3

I was running a little bash script on some text files:

find . -name "*.dat" -exec iconv --from-code='UTF-8' --to-code='ASCII//TRANSLIT' {} --output={} \;

My machine is a Ubuntu 14.04 LTS.

After a while, I found that like half of the data in the files disappeared; simply cut off in the middle of a line/word. It is the mysterious signal 7 or core dump (as I heard). The problem is somehow, when the files are too large. Some of my file have >60kB but iconv made them around 30kB.

What can I do about this? Is this a bug? Is there a workaround? Is there any other convenient way to transliterate diacritics?

MERose
  • 527
  • 1
  • 10
  • 24
  • The man page doesn't say what happens when the input file is the same as the output file, and it looks like nothing special is done. So when iconv truncates the file in preparation for writing the first block, any reads after that may be zero length. – Mark Plotnick Dec 26 '14 at 15:05
  • Yes, it seems that you are right.
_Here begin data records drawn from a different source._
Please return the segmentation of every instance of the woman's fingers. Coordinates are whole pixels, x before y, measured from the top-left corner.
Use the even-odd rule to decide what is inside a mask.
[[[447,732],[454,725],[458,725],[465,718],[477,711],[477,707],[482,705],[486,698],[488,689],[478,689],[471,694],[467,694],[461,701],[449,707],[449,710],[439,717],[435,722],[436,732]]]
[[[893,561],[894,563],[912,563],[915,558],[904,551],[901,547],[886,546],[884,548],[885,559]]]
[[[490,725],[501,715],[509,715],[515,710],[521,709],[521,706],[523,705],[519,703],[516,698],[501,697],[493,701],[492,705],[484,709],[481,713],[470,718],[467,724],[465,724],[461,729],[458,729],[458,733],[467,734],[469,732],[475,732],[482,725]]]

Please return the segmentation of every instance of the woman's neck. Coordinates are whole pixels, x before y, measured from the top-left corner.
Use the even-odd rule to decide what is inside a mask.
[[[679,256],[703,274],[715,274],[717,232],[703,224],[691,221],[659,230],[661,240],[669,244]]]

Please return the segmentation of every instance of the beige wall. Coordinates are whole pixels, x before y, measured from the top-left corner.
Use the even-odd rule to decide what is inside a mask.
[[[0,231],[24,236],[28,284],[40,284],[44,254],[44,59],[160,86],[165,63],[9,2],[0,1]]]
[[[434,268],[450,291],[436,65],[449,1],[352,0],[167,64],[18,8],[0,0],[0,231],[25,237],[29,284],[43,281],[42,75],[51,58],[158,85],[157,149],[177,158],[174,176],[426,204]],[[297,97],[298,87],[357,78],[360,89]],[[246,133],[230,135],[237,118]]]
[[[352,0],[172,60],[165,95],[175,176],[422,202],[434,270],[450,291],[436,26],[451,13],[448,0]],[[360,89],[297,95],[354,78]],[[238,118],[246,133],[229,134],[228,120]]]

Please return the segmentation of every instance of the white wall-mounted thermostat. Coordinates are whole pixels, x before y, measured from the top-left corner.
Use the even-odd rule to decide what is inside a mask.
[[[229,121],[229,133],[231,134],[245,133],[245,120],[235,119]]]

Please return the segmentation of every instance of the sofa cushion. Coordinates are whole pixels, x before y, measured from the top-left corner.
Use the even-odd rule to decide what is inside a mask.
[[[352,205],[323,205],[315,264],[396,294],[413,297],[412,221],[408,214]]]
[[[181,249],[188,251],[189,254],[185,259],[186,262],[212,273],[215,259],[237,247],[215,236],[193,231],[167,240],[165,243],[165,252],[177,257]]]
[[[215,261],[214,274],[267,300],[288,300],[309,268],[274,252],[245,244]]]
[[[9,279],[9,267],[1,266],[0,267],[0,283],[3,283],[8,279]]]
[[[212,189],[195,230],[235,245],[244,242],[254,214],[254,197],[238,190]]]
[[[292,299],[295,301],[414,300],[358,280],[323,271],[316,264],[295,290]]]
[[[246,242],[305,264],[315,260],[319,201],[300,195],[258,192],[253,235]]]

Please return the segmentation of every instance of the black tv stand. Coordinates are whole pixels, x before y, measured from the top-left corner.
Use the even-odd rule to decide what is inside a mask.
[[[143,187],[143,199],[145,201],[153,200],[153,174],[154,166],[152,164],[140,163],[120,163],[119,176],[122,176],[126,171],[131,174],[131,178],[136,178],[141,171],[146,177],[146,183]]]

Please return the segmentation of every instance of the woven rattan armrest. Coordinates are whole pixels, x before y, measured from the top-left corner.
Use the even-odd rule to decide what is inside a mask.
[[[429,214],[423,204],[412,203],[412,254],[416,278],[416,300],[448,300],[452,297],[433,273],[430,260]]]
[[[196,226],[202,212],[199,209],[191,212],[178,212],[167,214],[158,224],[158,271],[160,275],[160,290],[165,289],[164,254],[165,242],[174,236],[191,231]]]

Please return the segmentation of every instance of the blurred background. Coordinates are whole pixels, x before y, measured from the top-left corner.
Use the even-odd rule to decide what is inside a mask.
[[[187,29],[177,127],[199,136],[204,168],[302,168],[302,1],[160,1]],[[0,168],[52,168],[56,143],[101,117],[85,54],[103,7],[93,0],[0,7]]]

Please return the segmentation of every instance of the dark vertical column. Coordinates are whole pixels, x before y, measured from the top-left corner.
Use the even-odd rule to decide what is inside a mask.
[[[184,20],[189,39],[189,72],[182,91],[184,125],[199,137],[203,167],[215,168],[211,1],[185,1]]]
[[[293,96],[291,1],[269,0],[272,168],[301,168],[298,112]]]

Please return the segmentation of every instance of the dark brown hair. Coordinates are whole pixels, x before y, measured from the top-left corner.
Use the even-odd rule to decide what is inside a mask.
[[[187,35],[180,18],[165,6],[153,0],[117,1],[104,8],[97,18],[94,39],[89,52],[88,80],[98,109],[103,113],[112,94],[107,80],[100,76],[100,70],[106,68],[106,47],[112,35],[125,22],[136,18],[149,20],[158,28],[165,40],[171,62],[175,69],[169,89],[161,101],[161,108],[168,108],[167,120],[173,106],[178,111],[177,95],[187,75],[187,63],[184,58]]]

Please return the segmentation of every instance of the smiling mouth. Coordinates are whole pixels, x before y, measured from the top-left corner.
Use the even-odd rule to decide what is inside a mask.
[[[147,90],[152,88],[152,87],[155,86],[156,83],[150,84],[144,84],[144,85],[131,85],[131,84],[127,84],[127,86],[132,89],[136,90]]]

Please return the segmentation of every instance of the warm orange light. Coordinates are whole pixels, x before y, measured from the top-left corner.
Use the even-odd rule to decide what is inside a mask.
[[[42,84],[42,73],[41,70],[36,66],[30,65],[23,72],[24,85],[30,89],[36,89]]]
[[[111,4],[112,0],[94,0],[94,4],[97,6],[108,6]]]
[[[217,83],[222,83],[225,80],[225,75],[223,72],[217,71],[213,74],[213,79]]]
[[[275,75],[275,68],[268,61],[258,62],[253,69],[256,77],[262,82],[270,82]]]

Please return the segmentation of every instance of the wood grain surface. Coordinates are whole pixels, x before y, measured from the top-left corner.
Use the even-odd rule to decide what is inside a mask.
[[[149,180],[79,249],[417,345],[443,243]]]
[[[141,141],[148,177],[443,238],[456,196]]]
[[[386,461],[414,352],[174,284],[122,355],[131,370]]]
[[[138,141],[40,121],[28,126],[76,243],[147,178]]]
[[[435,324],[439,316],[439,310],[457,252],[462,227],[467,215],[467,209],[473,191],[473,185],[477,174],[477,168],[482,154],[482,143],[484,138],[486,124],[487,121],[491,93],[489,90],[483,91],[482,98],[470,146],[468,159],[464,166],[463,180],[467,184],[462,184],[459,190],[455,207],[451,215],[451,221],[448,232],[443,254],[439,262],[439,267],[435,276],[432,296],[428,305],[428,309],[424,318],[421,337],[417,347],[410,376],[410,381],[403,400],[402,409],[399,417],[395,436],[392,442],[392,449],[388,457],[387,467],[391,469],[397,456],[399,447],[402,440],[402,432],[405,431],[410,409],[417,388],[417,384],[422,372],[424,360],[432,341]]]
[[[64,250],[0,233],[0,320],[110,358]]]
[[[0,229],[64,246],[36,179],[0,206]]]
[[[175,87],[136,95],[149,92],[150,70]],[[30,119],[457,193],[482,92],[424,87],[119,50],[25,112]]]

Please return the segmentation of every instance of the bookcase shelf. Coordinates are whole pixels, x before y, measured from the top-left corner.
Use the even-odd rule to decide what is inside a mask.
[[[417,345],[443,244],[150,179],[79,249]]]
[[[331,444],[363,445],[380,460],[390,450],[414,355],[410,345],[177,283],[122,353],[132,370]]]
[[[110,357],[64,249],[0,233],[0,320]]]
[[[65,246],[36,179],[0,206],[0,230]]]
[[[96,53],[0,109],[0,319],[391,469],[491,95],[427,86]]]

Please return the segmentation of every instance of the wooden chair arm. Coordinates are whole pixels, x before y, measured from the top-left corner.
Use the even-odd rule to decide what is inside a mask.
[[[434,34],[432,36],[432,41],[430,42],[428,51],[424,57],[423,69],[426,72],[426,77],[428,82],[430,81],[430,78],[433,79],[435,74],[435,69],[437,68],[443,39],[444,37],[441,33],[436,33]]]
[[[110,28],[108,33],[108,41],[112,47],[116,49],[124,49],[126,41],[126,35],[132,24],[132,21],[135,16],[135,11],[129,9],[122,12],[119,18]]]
However, the problem only occurs for files larger than 30kB. Smaller files are handled correctly. Also, the text in the truncated files get converted correctly. – MERose Dec 26 '14 at 15:19
  • 1
    I ran strace on it. It looks like iconv starts to write to the output file when it has amassed 32768 bytes. – Mark Plotnick Dec 26 '14 at 15:30
  • If I try to use iconv individually on a file larger than 32 K (and overwrite the original file), I'll got the "Bus error" message, with an exit code = 135. – Guillaume Husta Feb 04 '22 at 10:58

1 Answers1

2

As pointed out in the comments to my question, the problem occurs when two conditions are met:

  1. Source and target file are the same.
  2. File is larger than 32768 bytes.

There are two solutions: Either cast a temporary file which then automatically replaces the source file, or use recode.

As to the first solution see for example. https://unix.stackexchange.com/a/10243/94483. For sponge, there is a very good question on SO (https://stackoverflow.com/q/64860/362146) and also an answer here: https://unix.stackexchange.com/a/19980/94483

I will now use iconv as recode supports less character sets (and I also failed to make it run):

FILELIST=$(find . -type f -name "*.dat")

for file in $FILELIST
do
  iconv --from-code='UTF-8' --to-code='ASCII//TRANSLIT' "$file" | sponge "$file"
done

sponge does the replacing job. It's from moreutils.

MERose
  • 527
  • 1
  • 10
  • 24